Updates
Tarantool is fast and one reason is server-side logic implemented in Lua and made faster by LuaJIT.
There has been talk of running Linkbench on Tarantool. I am not sure whether that requires too much work but I expect great throughput results from it.
I know of Tarantool because the former tech lead for it previously did great work at MySQL and now will do the same at ScyllaDB. HighLoad is a great place to learn more about Tarantool, as I did on my two visits.
LSM Tree Shape
Vinyl uses tiered+leveled compaction with the memtable as L0, leveled for Lmax and tiered for the levels in between the memtable and Lmax. See LSM Geek Code for more on my terminology.
Configuration parameters for Vinyl are here. There are two parameters that determine the shape of the LSM tree. The max number of sorted runs per level is set by vinyl_run_count_per_level. The size ratio between adjacent levels is set by vinyl_run_size_ratio. The docs in the Filling an LSM tree section have a nice description of the impact from these options. When vinyl_run_count_per_level is 2 then there will be at most 2 sorted runs in a level. When vinyl_run_size_ratio is 5 then the max size of a run in L2 is 5X the max size of a run in L1.

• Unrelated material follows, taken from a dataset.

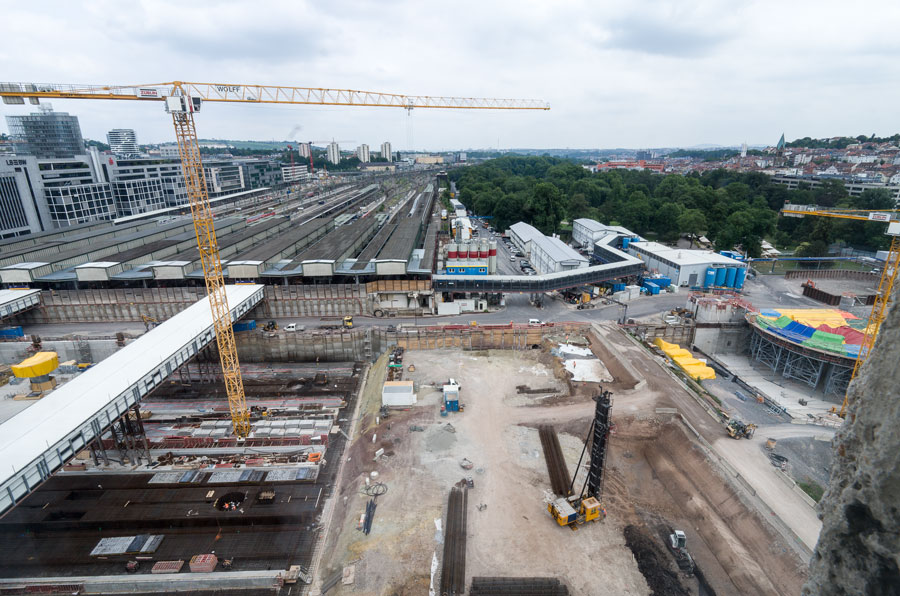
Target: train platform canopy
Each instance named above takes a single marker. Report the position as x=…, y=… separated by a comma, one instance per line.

Not all tiered compaction algorithms allow an LSM tree to be described in terms of levels like this, but Vinyl does and that makes it easier to reason about performance and efficiency. More than one sorted run per level will have a large, negative impact on range query CPU overhead. However the impact for point queries should be much less when there is a bloom filter per sorted run as used by Vinyl.
Tuple Range Cache
The range cache sounds interesting but I am still confused by it. The docs describe it with the following. I assume this stores ranges (less or more than one page) from the max level of the LSM tree based on "after having performed a compaction spanning all tree levels". How is cache invalidation managed? What is done in between all-level compaction? Is there also a block cache separate from this?
Unlike, say, RocksDB or MySQL, this cache doesn’t store pages, but rather ranges of index values obtained from disk, after having performed a compaction spanning all tree levels. This allows the use of caching for both single-key and key-range searches. Since this method of caching stores only hot data and not, say, pages (you may need only some data from a page), RAM is used in the most efficient way possible. The cache size is controlled by the vinyl_cache
parameter.
Other highlights- Vinyl measures the memtable insert and flush rates to predict when to begin flushing the memtable so that the flush will finish before the memtable is full.
- The Vinyl memtable is a b-tree rather than a skip-list
- Serializable isolation is provided
- zstd compression is used
- Multi-level compaction is mentioned a few times but not explained
- Vinyl has gap locks but the overview didn't explain how they are used.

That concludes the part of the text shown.